Pepita e la palestra di emozioni

“Tutti banchettano su internet, la colpa è sempre della Rete, oppure della pandemia – ha spiegato Lancini – ma il grande assente è il mondo adulto, che negli anni ha progressivamente ridotto la capacità di socializzazione autonoma dei bambini, spingendoli a cercare nella dimensione digitale nuovi luoghi e modalità per esprimersi e affermare se stessi”.
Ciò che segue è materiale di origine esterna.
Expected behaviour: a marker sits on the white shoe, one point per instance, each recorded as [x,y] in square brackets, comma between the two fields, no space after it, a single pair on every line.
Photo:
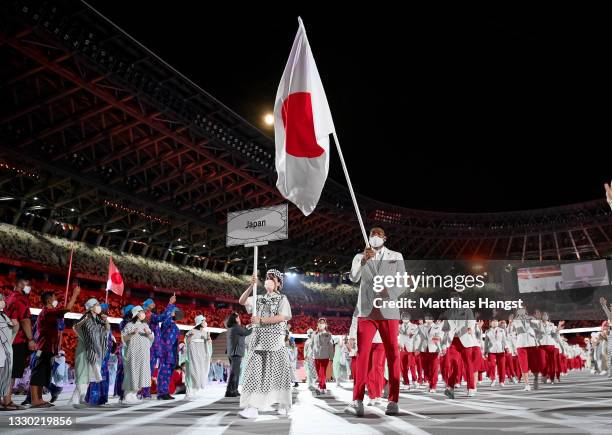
[249,413]
[131,399]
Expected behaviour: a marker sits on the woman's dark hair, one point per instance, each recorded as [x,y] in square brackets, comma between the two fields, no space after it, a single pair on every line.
[231,320]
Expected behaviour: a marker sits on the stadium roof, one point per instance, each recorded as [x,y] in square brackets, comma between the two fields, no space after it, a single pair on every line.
[101,136]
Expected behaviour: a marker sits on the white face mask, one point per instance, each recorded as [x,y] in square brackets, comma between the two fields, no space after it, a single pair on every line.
[270,285]
[376,241]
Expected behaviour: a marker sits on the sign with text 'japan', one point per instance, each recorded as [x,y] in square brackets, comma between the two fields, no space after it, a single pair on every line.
[257,225]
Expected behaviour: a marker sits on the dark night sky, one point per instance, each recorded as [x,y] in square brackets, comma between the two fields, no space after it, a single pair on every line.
[440,110]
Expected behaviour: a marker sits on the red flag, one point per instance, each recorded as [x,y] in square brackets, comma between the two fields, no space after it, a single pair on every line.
[114,282]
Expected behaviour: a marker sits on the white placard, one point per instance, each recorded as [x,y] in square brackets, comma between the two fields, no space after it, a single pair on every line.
[257,225]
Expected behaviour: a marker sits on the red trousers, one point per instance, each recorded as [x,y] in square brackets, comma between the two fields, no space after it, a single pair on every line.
[419,364]
[408,361]
[321,367]
[376,371]
[499,360]
[548,361]
[431,366]
[529,359]
[461,359]
[509,365]
[366,330]
[557,363]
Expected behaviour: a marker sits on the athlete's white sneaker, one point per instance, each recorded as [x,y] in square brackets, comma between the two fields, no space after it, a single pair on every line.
[249,413]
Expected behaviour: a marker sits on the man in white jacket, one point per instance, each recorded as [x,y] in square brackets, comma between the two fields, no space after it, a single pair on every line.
[527,347]
[428,344]
[407,333]
[376,311]
[495,352]
[464,351]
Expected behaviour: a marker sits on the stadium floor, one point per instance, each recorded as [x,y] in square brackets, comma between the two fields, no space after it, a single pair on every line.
[581,404]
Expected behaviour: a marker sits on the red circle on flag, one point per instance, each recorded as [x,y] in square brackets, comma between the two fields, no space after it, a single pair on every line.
[116,278]
[300,138]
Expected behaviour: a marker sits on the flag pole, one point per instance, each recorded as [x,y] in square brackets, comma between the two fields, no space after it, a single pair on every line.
[68,281]
[348,181]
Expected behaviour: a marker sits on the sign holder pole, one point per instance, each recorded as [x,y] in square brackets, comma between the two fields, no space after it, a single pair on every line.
[255,246]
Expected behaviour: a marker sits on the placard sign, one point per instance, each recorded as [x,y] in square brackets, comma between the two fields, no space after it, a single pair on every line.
[257,225]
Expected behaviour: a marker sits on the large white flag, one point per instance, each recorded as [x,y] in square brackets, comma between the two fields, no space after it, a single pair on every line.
[302,125]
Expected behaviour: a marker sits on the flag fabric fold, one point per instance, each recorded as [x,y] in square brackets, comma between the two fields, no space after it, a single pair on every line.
[114,281]
[302,125]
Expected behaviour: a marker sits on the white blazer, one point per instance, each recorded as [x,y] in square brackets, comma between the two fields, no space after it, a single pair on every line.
[461,324]
[425,338]
[546,334]
[407,336]
[386,263]
[523,327]
[495,340]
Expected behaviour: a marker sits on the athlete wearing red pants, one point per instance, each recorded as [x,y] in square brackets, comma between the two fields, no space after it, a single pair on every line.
[427,343]
[464,351]
[546,334]
[323,351]
[407,333]
[526,347]
[376,311]
[495,352]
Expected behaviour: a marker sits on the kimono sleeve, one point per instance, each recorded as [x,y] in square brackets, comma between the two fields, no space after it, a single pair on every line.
[248,305]
[284,308]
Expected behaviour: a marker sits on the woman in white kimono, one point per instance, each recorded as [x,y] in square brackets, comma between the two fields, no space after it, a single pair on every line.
[199,352]
[138,339]
[292,352]
[92,335]
[8,331]
[267,377]
[311,371]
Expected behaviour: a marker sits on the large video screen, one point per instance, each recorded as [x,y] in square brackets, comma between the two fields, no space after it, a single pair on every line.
[555,277]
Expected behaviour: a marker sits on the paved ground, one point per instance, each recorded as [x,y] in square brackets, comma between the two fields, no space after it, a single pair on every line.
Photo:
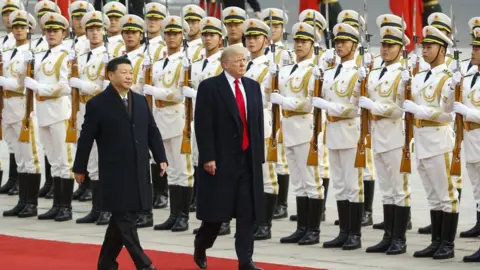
[271,250]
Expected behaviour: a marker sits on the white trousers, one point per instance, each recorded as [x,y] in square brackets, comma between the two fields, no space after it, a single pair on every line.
[347,180]
[180,167]
[395,186]
[305,179]
[473,170]
[26,153]
[270,183]
[442,194]
[59,153]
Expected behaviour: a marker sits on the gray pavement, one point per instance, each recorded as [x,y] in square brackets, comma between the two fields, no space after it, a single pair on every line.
[266,251]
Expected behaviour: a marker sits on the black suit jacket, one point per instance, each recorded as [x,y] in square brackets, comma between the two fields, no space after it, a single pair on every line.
[123,143]
[219,131]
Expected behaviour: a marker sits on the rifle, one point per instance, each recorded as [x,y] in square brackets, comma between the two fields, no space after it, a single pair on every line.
[406,163]
[360,158]
[456,166]
[148,69]
[71,136]
[312,159]
[187,129]
[272,151]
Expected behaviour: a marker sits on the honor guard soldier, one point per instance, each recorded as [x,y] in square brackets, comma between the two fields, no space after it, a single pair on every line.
[296,85]
[154,17]
[341,137]
[193,14]
[52,90]
[132,33]
[431,107]
[8,42]
[14,72]
[7,7]
[91,67]
[233,18]
[470,109]
[283,57]
[169,114]
[212,31]
[257,33]
[384,102]
[115,11]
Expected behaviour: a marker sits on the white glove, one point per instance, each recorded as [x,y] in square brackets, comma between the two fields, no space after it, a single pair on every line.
[460,108]
[362,73]
[148,89]
[27,56]
[330,56]
[276,98]
[31,84]
[405,76]
[456,78]
[320,103]
[366,103]
[273,68]
[367,59]
[185,62]
[189,92]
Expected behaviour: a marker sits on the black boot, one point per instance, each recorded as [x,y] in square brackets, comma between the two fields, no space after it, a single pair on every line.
[94,213]
[436,221]
[326,183]
[87,194]
[388,216]
[281,209]
[174,205]
[367,213]
[22,197]
[475,257]
[263,231]
[449,229]
[57,194]
[48,185]
[33,185]
[302,222]
[473,232]
[343,218]
[181,224]
[65,212]
[400,221]
[355,227]
[312,236]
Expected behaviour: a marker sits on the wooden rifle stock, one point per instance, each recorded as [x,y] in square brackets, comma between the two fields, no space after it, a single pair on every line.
[312,159]
[25,130]
[360,157]
[72,122]
[456,166]
[187,129]
[272,150]
[406,163]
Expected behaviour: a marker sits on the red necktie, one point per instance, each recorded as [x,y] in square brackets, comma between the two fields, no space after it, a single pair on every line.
[243,115]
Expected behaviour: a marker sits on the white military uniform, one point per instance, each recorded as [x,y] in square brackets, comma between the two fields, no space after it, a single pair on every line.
[387,134]
[53,109]
[169,115]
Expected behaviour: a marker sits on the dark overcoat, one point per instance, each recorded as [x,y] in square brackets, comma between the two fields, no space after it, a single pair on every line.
[124,138]
[219,131]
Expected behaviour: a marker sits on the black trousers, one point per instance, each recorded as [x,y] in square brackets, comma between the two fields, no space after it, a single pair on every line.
[208,231]
[121,231]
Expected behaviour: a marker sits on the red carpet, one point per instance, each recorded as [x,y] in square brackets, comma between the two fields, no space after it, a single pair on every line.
[25,253]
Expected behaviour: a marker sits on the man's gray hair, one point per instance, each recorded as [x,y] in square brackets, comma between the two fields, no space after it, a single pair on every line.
[229,51]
La società digitale e individualista costruita dagli adulti, non può trovare spazio nella didattica e nella scuola, mentre tutte le relazioni e le esperienze quotidiane passano dalla Rete. Una contraddizione che Lancini spiega con il senso di colpa dell’istituzione famiglia, dove il tempo da dedicare ai figli è sempre meno, in cui non si gioca più in cortile, dove al complesso equilibrio tra lavoro e maternità si aggiunge una crisi dell’universo maschile che si riverbera sul ruolo dei padri.

Così i nostri figli diventano performer, osservati prima dalle fotocamere, dietro alle quali si trova lo sguardo dei genitori. Da una parte si alzano le aspettative, dall’altro aumentano le distanze.

La velocità della rete rallenta le emozioni

Così il divieto diventa una scorciatoia educativa, mentre al dialogo e al conforto preferiamo la rimozione, del dolore, del conflitto e delle emozioni.

Il risultato è che i ragazzi, almeno due su tre, non hanno punti di riferimento e cercano sul web quello che non riescono a trovare a scuola o in famiglia. “Una volta ci volevano mesi per costruire un ponte con i miei pazienti – ha rivelato Lancini – mentre oggi bastano poche sedute, perché i ragazzi in realtà non vedono l’ora di confrontarsi con un adulto che li sappia ascoltare”.

Ansia e incertezza anche tra i più giovani

Di questi temi si parla molto di alfabetizzazione emotiva. Un concetto che passa dall’educazione all’affettività degli studenti, anche nella logica di quell’educazione sentimentale che si ipotizza di inserire nel programma scolastico. In questo quadro, però, non si considera che anche gli adulti avrebbero la necessità di indagare sé stessi e la loro capacità di intercettare e gestire le emozioni dei propri figli.

Accompagnamento, esempio e presenza sono tre parole chiave della vision educativa di Pepita. Tre punti cardinali per orientarsi in questo viaggio complesso e straordinario alla scoperta degli adulti di domani.